The --rpc-payment-difficulty switch selects how hard each "share" should
be, similar to a mining pool. The higher the difficulty, the fewer
shares a client will find.
The --rpc-payment-credits switch selects how many credits are awarded
for each share a client finds.
Considering both options, clients will be awarded credits/difficulty
credits for every hash they calculate. For example, in the command line
above, 0.25 credits per hash. A client mining at 100 H/s will therefore
get an average of 25 credits per second.
For reference, in the current implementation, a credit is enough to
sync 20 blocks, so a 100 H/s client that's just starting to use Monero
and uses this daemon will be able to sync 500 blocks per second.
The wallet can be set to automatically mine if connected to a daemon
which requires payment for RPC usage. It will try to keep a balance
of 50000 credits, stopping mining when it's at this level, and starting
again as credits are spent. With the example above, a new client will
mine this much credits in about half an hour, and this target is enough
to sync 500000 blocks (currently about a third of the monero blockchain).
There are three new settings in the wallet:
- credits-target: this is the amount of credits a wallet will try to
reach before stopping mining. The default of 0 means 50000 credits.
- auto-mine-for-rpc-payment-threshold: this controls the minimum
credit rate which the wallet considers worth mining for. If the
daemon credits less than this ratio, the wallet will consider mining
to be not worth it. In the example above, the rate is 0.25
- persistent-rpc-client-id: if set, this allows the wallet to reuse
a client id across runs. This means a public node can tell a wallet
that's connecting is the same as one that connected previously, but
allows a wallet to keep their credit balance from one run to the
other. Since the wallet only mines to keep a small credit balance,
this is not normally worth doing. However, someone may want to mine
on a fast server, and use that credit balance on a low power device
such as a phone. If left unset, a new client ID is generated at
each wallet start, for privacy reasons.
To mine and use a credit balance on two different devices, you can
use the --rpc-client-secret-key switch. A wallet's client secret key
can be found using the new rpc_payments command in the wallet.

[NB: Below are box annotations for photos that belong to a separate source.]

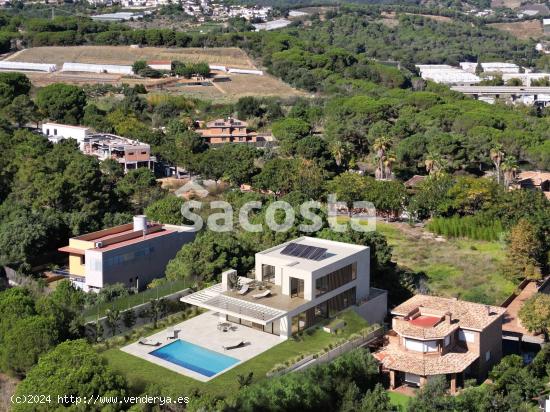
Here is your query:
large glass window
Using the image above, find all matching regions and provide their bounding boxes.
[262,264,275,283]
[291,308,315,334]
[405,338,437,352]
[290,278,304,298]
[315,263,357,297]
[327,288,356,318]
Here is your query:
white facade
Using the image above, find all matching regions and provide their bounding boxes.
[61,62,134,75]
[0,60,57,73]
[502,73,550,86]
[416,64,481,85]
[227,68,264,76]
[181,237,387,340]
[460,62,520,73]
[42,123,90,149]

Note: anyone knowing your RPC client secret key is able to use your
credit balance.
The wallet has a few new commands too:
- start_mining_for_rpc: start mining to acquire more credits,
regardless of the auto mining settings
- stop_mining_for_rpc: stop mining to acquire more credits
- rpc_payments: display information about current credits with
the currently selected daemon
The node has an extra command:
- rpc_payments: display information about clients and their
balances
The node will forget about any balance for clients which have
been inactive for 6 months. Balances carry over on node restart.